States Have More of a Direct Impact on Daily Lives

State governments usually have a greater impact on daily lives, and many of the decisions that affect academic dentistry are made at the state level.

Some examples of issues addressed by states include:


The ability to regulate licensure is an exclusive power of the state. States set the standards for reciprocity, minimum requirements for entry into a profession, requirements for licensure renewal and scope of practice. Licensure regulations can impact your ability to work in a new state, recruit faculty and impact the types of procedures you may practice. 


While the federal government establishes requirements for minimum coverage for Medicaid/CHIP patients, many states often go beyond the minimum requirements and have considerable leeway when deciding who is eligible and what procedures are eligible for reimbursement. Some examples of decisions states can make include dental procedures for adults and whether to expand Medicaid coverage under the Affordable Care Act.

Student Loan Repayment Programs for Dental Professionals

While many student loan repayment programs are a partnership between states and the federal government, states establish many of the requirements for eligibility and amounts eligible for reimbursement.

Higher Education Funding

States also make decisions that impact public health and access to dental care, and have played a major role in reduced funding for higher education.

States create legislation and regulations on a number of issues that affect academic dentistry.

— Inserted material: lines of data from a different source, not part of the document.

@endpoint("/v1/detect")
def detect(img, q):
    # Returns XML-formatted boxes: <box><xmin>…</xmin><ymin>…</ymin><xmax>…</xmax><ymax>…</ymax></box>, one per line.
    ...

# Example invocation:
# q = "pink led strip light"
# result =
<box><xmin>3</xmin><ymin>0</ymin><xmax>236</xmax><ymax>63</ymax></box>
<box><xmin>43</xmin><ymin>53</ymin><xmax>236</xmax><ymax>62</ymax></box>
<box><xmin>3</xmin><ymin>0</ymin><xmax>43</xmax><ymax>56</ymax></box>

For a complete list of the issues monitored by ADEA, please refer to the ADEA U.S. Interactive Legislative and Regulatory Tracking Map.

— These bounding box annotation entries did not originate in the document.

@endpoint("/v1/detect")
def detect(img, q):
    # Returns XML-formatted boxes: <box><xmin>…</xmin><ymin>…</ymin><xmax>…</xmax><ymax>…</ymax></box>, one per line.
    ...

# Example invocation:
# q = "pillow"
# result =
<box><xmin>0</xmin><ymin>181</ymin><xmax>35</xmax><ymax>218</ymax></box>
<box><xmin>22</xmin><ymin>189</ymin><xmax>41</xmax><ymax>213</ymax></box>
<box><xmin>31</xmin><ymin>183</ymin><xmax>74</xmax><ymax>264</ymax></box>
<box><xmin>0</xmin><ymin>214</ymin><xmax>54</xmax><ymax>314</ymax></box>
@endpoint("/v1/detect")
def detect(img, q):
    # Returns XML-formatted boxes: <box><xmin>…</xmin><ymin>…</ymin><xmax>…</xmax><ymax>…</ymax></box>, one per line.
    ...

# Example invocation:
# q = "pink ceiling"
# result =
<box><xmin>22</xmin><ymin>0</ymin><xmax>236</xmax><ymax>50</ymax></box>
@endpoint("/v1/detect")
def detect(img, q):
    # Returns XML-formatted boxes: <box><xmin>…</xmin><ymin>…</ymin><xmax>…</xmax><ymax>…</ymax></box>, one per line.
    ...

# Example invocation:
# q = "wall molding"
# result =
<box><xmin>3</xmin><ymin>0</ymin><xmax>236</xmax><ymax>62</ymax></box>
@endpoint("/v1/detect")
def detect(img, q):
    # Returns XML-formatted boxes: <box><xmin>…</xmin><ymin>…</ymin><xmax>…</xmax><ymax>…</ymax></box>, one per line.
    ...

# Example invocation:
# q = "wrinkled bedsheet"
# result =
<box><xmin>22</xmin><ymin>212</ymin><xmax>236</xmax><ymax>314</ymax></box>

States Get More Done and Are Faster to Respond

In 2015, most states introduced more legislation than the U.S. Congress, and every state passed a higher percentage of bills into law than Congress.

There are many reasons that account for the higher rate of productivity, including less partisan gridlock, procedural deadlinesPDF and simply having to make more decisions on more issues.

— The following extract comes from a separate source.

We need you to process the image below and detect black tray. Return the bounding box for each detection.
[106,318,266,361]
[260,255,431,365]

State Legislators May be Easier to Meet

On average, a member of a state’s lower chamber represents nearly 60,000 people, while a member of a state senate represents just over 150,000. That may sound like a lot of people, but when compared to an average member of Congress who represents nearly three quarters of a million people, state legislators have far fewer constituents.

Additionally, in most states, legislatures only meet on a part-time basis, which means state legislators often spend more time living and working in the communities they represent.


The Structure and Nature of State Legislatures Puts You in a Position to be an Expert and a Strong Voice for Dental Education

Unlike Congress where every member has a large, full-time staff to research and inform a member about an issue, many state legislators have a very small staff or no staff at all. This puts you in a position to be a strong voice for dental education as legislators are expected to make decisions that shape our communities even when they are not experts on the topic at hand.

It is not unusual for state legislators to turn to subject matter experts when crafting policy or making decisions about a bill. As a leader in your field and respected member of your community, you are in a strong position to build relationships with state legislators and become a resource on issues related to dentistry, access to care, public health and higher education funding.


The Opportunity to Create Positive Change

Last, but certainly not least, one of the most common reasons people become involved in advocacy is the opportunity to create positive change.

As an instructor, administrator or student as well as a health care practitioner, you are unique position to see the issues affecting oral health in your state. You’re on the ground perspective of the most pressing oral health issues makes your input in the policy-making process invaluable. By getting involved, you can help create policy that leads to positive health outcomes for people in your state that would never happen without your input.